Теоретической проблемой для понимания тоталитаризма является само сочетание этих разнородных слоев массовых представлений (символических значений целого и повседневного благополучия), поскольку с этим связана сама специфика и устойчивость нынешнего российского режима. Важно подчеркнуть, что мы имеем дело не с периодической переоценкой ценностей (пересмотром соотношения курсов разных благ, повседневной частной или общей коллективной жизни), происходящих в чередовании периодов общественного «возбуждения», мобилизации и возвращения к «обычной», повседневной жизни, а функциональным механизмом перевертывания взаимосвязанных и рутинных компонентов системы представлений, сочетания коллективных символов и частных интересов.
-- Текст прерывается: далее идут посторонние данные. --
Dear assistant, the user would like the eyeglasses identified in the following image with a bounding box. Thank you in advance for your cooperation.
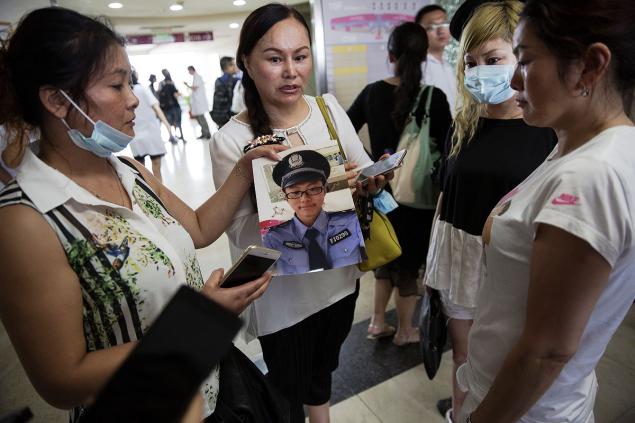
[285,186,324,200]
[425,22,450,32]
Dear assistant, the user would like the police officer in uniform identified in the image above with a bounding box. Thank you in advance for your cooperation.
[263,150,365,275]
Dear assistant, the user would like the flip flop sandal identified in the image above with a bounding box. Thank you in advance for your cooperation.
[392,331,420,346]
[366,323,396,339]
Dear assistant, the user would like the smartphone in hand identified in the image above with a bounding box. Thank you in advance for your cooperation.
[357,149,407,185]
[82,286,241,422]
[221,246,281,288]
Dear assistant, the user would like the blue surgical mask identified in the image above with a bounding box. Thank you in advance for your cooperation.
[464,64,516,104]
[373,189,399,214]
[59,90,133,158]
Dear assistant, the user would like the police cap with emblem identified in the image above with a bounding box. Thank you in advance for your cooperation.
[272,150,331,190]
[450,0,526,41]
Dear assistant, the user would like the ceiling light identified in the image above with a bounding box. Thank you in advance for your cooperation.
[229,23,240,29]
[233,0,246,6]
[108,2,123,8]
[169,1,184,11]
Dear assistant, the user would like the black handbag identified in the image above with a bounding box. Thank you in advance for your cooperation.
[206,345,290,423]
[418,289,448,380]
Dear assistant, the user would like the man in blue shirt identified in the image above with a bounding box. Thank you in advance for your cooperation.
[263,150,365,275]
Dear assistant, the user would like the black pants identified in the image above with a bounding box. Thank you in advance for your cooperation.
[258,282,359,423]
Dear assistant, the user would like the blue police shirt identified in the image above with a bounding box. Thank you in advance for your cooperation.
[263,209,365,275]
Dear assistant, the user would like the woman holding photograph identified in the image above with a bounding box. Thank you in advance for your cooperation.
[0,7,283,421]
[210,4,388,422]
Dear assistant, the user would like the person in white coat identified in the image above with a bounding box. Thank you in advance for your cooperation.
[130,70,175,182]
[185,65,211,139]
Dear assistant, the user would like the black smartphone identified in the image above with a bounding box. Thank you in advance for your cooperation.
[82,286,241,423]
[221,245,281,288]
[357,149,407,185]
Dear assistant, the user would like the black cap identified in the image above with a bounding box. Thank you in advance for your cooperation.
[450,0,526,41]
[272,150,331,190]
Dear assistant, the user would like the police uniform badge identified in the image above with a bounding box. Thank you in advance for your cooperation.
[289,153,303,169]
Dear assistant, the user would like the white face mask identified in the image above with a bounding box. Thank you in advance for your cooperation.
[59,90,133,158]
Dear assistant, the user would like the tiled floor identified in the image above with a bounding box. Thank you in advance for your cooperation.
[1,116,634,422]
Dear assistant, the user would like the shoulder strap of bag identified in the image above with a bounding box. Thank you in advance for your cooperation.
[406,85,434,123]
[408,85,428,116]
[316,96,347,161]
[422,85,434,124]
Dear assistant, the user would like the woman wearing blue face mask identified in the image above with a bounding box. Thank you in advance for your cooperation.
[0,7,285,421]
[423,1,556,421]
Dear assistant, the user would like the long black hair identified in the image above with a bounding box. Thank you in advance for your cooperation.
[236,3,311,137]
[387,22,428,130]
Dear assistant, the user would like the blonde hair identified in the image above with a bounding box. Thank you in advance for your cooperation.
[450,0,523,157]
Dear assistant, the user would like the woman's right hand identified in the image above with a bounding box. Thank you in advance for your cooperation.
[201,268,272,314]
[239,144,288,171]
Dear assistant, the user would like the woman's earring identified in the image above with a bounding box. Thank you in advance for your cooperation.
[581,87,590,97]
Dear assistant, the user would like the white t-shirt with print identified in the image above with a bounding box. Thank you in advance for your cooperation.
[458,125,635,422]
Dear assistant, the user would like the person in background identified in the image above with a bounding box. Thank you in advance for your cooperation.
[184,65,211,140]
[130,70,176,182]
[348,22,452,346]
[210,56,239,128]
[210,4,388,422]
[0,7,283,421]
[148,74,158,99]
[458,1,635,422]
[415,4,458,117]
[424,1,557,421]
[158,68,185,141]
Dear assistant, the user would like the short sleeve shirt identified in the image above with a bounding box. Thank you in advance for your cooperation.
[461,125,635,422]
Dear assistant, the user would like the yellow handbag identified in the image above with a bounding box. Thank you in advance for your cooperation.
[316,97,402,271]
[358,208,402,272]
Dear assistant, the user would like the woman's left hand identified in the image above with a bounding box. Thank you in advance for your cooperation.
[354,153,394,197]
[202,269,272,315]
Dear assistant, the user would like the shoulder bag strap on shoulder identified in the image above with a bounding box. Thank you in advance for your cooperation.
[316,96,347,161]
[423,85,434,122]
[409,85,428,116]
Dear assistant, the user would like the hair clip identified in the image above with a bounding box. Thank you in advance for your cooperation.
[243,134,286,153]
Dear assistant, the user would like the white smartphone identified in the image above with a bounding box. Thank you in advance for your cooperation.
[221,245,281,288]
[357,149,407,185]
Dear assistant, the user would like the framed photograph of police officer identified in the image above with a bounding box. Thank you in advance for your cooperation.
[252,143,365,276]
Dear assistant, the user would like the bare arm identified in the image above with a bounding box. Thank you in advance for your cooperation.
[469,224,611,423]
[0,206,136,409]
[151,103,173,136]
[124,144,286,248]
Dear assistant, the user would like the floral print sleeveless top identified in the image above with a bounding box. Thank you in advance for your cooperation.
[0,148,219,421]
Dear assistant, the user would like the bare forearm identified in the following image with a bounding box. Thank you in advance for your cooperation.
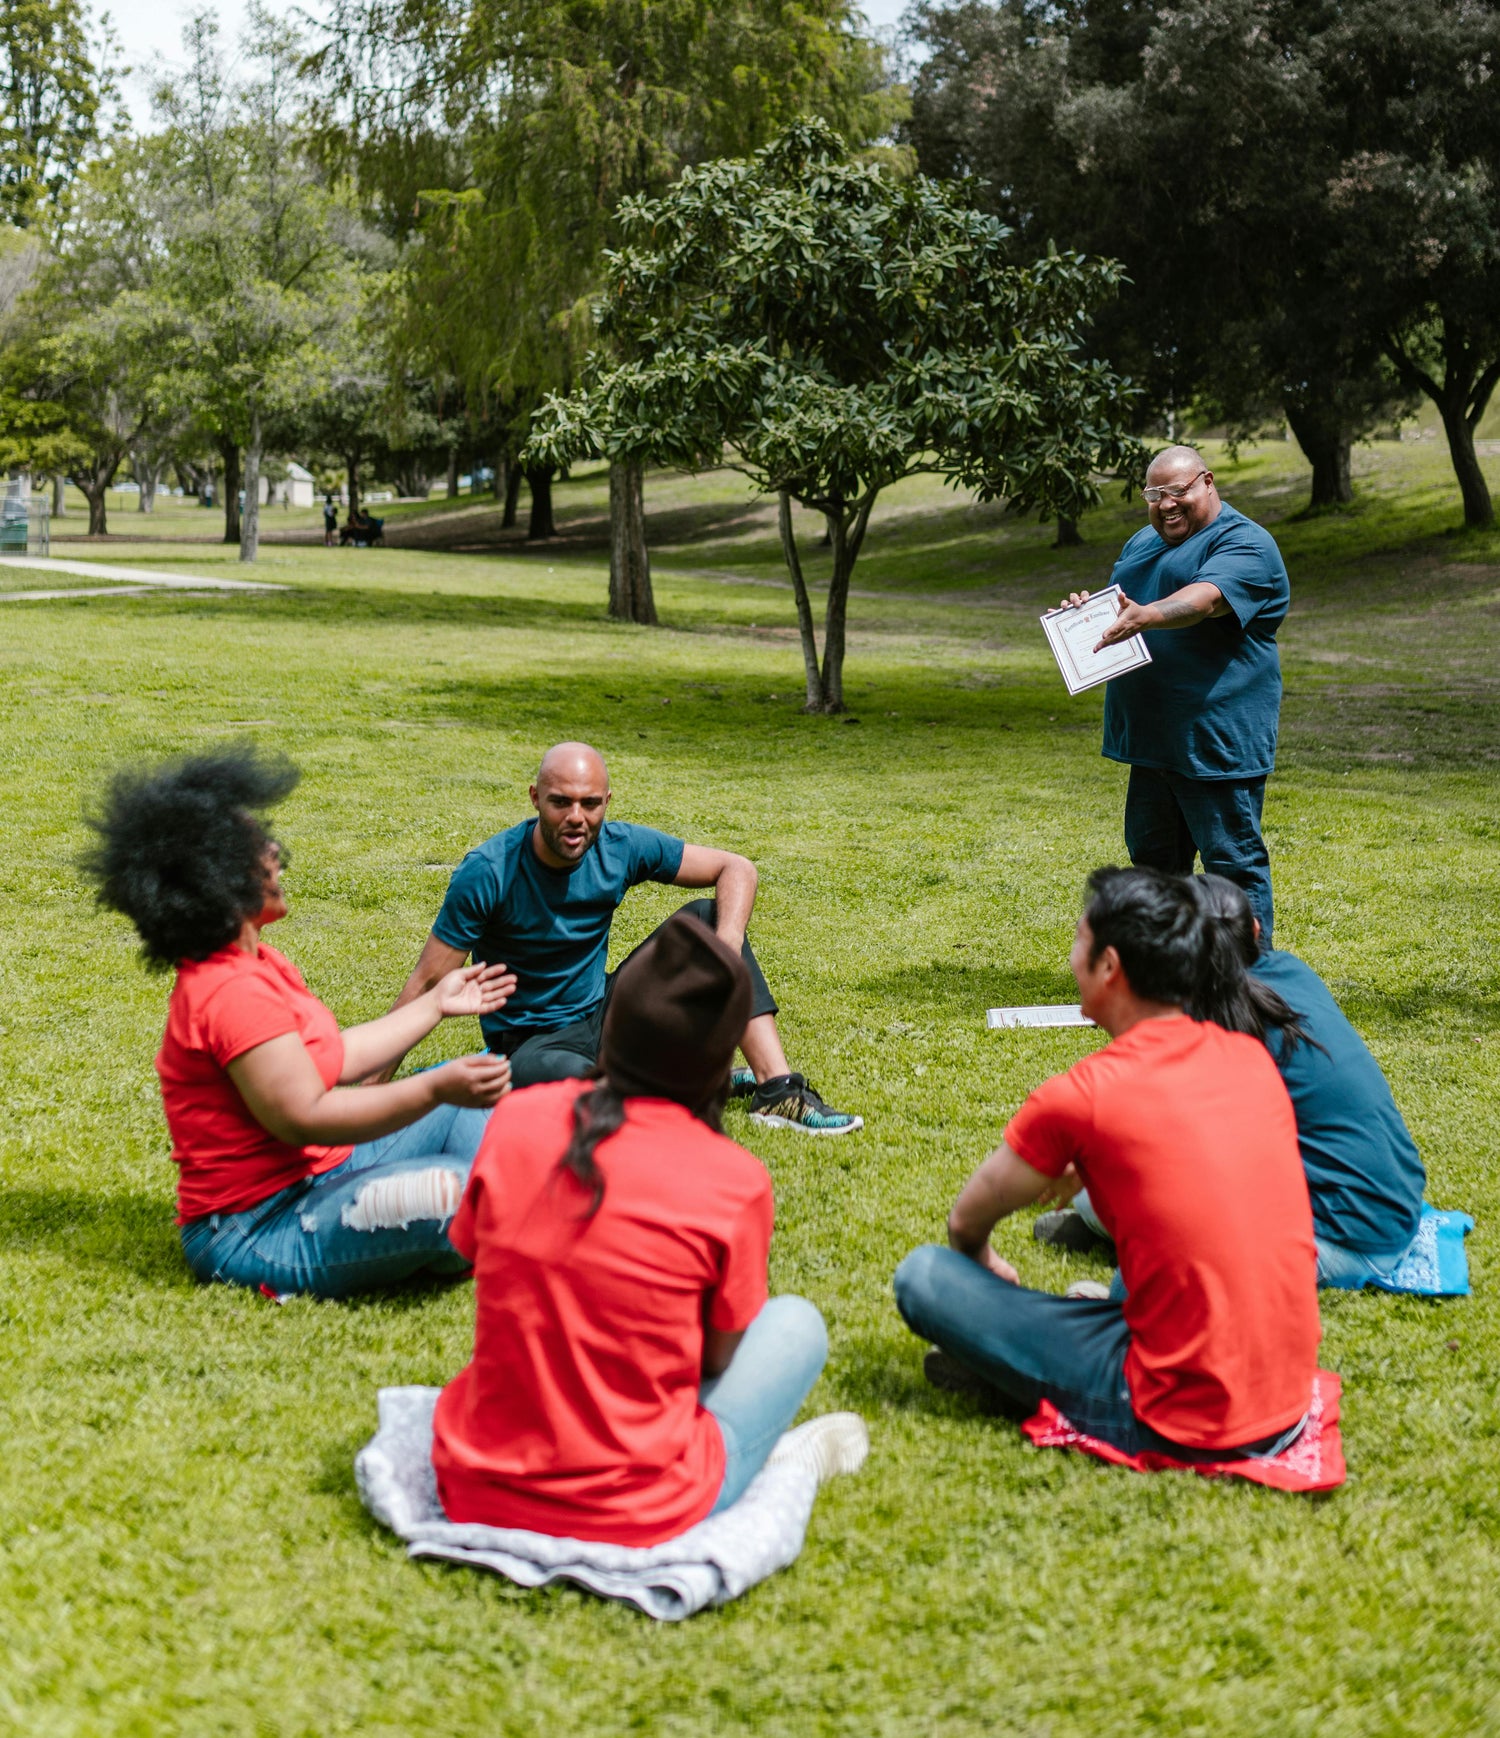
[948,1144,1050,1253]
[339,990,443,1081]
[261,1075,444,1147]
[1145,581,1224,628]
[711,858,758,944]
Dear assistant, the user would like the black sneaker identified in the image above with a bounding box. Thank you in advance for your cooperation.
[1033,1209,1112,1253]
[922,1350,1028,1420]
[728,1066,757,1099]
[748,1073,863,1136]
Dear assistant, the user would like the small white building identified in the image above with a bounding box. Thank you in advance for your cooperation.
[259,462,317,509]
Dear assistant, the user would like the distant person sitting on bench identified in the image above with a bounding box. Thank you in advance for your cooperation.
[383,741,861,1135]
[1038,876,1429,1290]
[894,866,1320,1460]
[81,745,514,1298]
[432,910,867,1542]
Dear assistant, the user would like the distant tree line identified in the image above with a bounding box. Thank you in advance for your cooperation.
[904,0,1500,529]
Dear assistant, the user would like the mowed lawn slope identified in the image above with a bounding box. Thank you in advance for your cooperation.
[1,439,1497,1737]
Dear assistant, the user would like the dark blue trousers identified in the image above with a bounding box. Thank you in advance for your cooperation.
[893,1244,1299,1460]
[1124,765,1273,944]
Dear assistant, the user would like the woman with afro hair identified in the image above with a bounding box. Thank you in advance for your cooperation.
[82,743,515,1299]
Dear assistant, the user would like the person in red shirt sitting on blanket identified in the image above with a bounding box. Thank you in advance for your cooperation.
[433,910,868,1545]
[82,744,514,1298]
[894,866,1321,1461]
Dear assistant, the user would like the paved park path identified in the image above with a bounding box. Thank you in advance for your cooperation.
[0,557,286,601]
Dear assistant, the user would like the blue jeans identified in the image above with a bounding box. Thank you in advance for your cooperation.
[702,1295,828,1512]
[1315,1235,1409,1290]
[894,1244,1301,1461]
[1124,765,1273,944]
[1078,1190,1410,1293]
[179,1104,490,1299]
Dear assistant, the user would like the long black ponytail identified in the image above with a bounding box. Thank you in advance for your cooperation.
[1191,876,1318,1057]
[557,1076,730,1218]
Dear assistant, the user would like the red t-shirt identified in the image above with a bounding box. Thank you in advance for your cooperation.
[1004,1016,1319,1449]
[433,1080,774,1545]
[156,942,352,1224]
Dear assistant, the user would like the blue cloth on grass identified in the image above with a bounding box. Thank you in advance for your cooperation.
[1366,1205,1474,1298]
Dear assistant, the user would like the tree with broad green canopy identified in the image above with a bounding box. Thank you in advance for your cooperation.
[526,118,1144,714]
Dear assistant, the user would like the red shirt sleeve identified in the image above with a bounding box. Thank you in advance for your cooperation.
[193,972,305,1067]
[1002,1065,1095,1178]
[706,1172,773,1333]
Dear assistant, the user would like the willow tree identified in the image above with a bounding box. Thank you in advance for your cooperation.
[315,0,900,618]
[528,120,1143,712]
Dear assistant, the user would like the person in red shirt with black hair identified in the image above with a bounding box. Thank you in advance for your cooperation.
[894,866,1321,1461]
[433,911,868,1545]
[83,744,514,1298]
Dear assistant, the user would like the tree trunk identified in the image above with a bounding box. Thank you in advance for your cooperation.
[220,439,241,545]
[345,451,361,519]
[1284,404,1353,508]
[1054,517,1083,547]
[446,446,460,499]
[240,412,263,564]
[72,466,110,536]
[526,466,555,540]
[778,491,826,711]
[1437,395,1494,530]
[503,463,522,528]
[51,473,65,516]
[608,458,656,624]
[136,456,163,514]
[494,452,508,504]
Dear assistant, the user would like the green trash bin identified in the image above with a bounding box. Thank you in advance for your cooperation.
[0,518,26,552]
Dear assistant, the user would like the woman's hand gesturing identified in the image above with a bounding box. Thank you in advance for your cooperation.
[433,1051,513,1108]
[433,961,517,1020]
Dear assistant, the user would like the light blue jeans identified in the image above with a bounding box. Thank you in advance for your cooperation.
[1075,1190,1411,1291]
[702,1295,828,1512]
[179,1104,490,1299]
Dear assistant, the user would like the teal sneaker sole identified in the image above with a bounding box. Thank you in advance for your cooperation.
[748,1111,864,1136]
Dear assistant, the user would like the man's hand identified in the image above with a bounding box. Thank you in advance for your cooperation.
[1061,589,1092,609]
[976,1244,1020,1285]
[1093,595,1157,650]
[1034,1162,1083,1209]
[431,1052,512,1109]
[432,961,516,1021]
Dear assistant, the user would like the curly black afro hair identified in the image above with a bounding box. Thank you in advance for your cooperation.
[80,742,300,970]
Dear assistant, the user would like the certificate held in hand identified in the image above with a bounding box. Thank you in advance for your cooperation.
[1040,585,1152,696]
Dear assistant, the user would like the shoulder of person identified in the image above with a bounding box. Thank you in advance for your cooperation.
[1207,502,1283,556]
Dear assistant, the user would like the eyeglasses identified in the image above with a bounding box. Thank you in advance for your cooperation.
[1142,470,1207,504]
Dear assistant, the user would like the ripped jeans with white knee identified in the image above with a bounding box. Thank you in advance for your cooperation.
[179,1104,489,1299]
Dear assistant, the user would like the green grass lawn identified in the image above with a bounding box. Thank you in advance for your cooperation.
[2,438,1498,1736]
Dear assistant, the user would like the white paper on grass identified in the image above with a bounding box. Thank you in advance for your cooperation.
[986,1005,1096,1029]
[1040,585,1152,696]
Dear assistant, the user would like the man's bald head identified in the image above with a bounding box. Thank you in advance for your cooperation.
[530,742,612,869]
[536,740,608,793]
[1146,444,1208,482]
[1144,445,1220,545]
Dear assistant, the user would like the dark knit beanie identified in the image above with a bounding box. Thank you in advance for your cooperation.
[600,911,752,1111]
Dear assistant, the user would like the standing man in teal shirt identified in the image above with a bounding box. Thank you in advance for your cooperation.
[1064,445,1289,940]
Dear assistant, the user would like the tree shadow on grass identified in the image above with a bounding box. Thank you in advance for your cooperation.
[0,1186,185,1286]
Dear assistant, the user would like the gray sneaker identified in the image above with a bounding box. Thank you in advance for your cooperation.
[1033,1209,1112,1253]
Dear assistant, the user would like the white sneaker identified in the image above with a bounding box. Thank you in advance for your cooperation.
[766,1413,870,1485]
[1064,1280,1111,1301]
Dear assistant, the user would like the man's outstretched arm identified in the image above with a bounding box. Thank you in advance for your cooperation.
[947,1143,1053,1283]
[672,844,758,951]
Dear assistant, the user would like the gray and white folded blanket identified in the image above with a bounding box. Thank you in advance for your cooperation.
[355,1386,821,1621]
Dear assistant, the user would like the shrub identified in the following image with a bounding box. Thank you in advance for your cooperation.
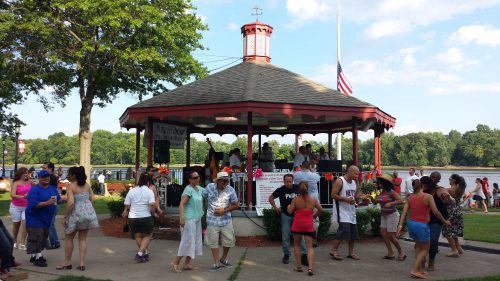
[366,207,381,236]
[356,210,371,236]
[262,208,281,240]
[360,182,376,195]
[107,199,125,218]
[90,180,100,195]
[318,211,332,239]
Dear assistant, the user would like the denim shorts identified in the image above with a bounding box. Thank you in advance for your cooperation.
[407,219,430,242]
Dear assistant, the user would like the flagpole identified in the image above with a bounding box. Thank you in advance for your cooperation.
[336,0,342,161]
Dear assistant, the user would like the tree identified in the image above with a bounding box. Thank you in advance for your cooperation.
[3,0,208,177]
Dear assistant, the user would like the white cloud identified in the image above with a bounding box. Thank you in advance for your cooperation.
[436,48,479,69]
[427,83,500,96]
[228,22,239,30]
[449,24,500,47]
[285,0,500,37]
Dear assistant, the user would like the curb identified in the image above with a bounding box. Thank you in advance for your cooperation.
[400,238,500,255]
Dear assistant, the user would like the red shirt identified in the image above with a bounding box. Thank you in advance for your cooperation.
[409,194,430,223]
[393,178,402,194]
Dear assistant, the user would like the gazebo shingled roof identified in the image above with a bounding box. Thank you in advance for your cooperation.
[120,60,395,135]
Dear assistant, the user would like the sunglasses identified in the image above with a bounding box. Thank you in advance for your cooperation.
[189,176,200,180]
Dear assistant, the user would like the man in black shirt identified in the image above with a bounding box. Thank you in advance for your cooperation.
[268,174,307,265]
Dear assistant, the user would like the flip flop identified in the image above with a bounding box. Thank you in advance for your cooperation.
[397,254,407,261]
[410,272,427,279]
[56,265,72,270]
[383,255,395,260]
[294,266,303,272]
[329,252,343,260]
[347,254,360,260]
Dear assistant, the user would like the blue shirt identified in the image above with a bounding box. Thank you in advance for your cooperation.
[202,183,238,227]
[26,184,60,228]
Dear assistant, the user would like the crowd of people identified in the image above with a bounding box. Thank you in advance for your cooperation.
[1,160,497,280]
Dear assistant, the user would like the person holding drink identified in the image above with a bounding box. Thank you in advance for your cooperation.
[202,172,239,272]
[25,170,61,267]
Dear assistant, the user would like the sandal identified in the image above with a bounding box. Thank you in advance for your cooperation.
[382,255,395,260]
[171,263,182,273]
[183,264,195,270]
[294,266,303,272]
[397,254,407,261]
[56,265,72,270]
[410,271,427,279]
[347,254,360,260]
[446,252,459,257]
[76,265,85,271]
[329,252,342,260]
[308,268,314,276]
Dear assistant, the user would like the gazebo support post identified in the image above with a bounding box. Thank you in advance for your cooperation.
[147,118,153,166]
[258,134,262,155]
[246,112,253,210]
[135,128,141,177]
[352,118,359,167]
[328,130,332,159]
[374,125,382,171]
[186,129,191,168]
Симптомом этого переворачивания в актах одобрения силовой политики Кремля является перемена мест у причины и следствия: собственная политика милитаризации и провоцирования конфликтов оправдывается тем, что только таким образом (превентивным захватом чужих территорий, поддержкой «зеленых человечков», защитой от международного терроризма, развертыванием ракетных комплексов на западных границах, участием в межплеменной и конфессиональной розни на Ближнем Востоке и пр.) можно «предотвратить большую войну», которой угрожает русофобский Запад. Тем самым обеспечивается не только декларативная солидарность с властью, но и самоутверждение масс.

Сами по себе аргументы типа «хочешь мира, готовься к войне» известны и понятны. Взятое в отдельности это обстоятельство неинтересно. Для нас существенно то, что идея насилия кладется в основание социального порядка и легитимности режима, решения возникающих многообразных проблем отношений власти и населения: государственного регулирования экономических отношений, ужесточения уголовного наказания, расширения применения смертной казни, усиления цензуры, одобрения или по меньшей мере согласия на санкции против других стран, даже если это бьет по благосостоянию и потреблению самих людей. Мало кто в России ставит под сомнение право государства вмешиваться в сферы частной, общественной жизни (науку, культуру, мораль, искусство), обсуждать правомочность введения тех или иных налогов, права собственности и пр. Практически никто не задает вопросов о легитимности налоговой системы – праве изъятия большей части доходов граждан («узаконенный грабеж», как его называют историки[201]), более того, большинство россиян не знают, сколько и каким образом государство забирает у них денег, на что они идут, поскольку государство и не собирается отвечать на них, закрывая значительную часть данных (порядка 25 %) о расходах бюджета, фальсифицируя данные статистики и т. п. Именно абсолютная безгласность налогового крепостного права лучше, чем любые другие характеристики социального поведения, говорит о тотальной природе российского режима. Автоматические вычеты налоговых сумм из зарплаты работников, репрессивный характер налоговой службы по отношению к бизнесу и к НКО хорошо сочетаются с полным произволом в установлении налогов и расходами бюджета правительством и региональной администрацией[202].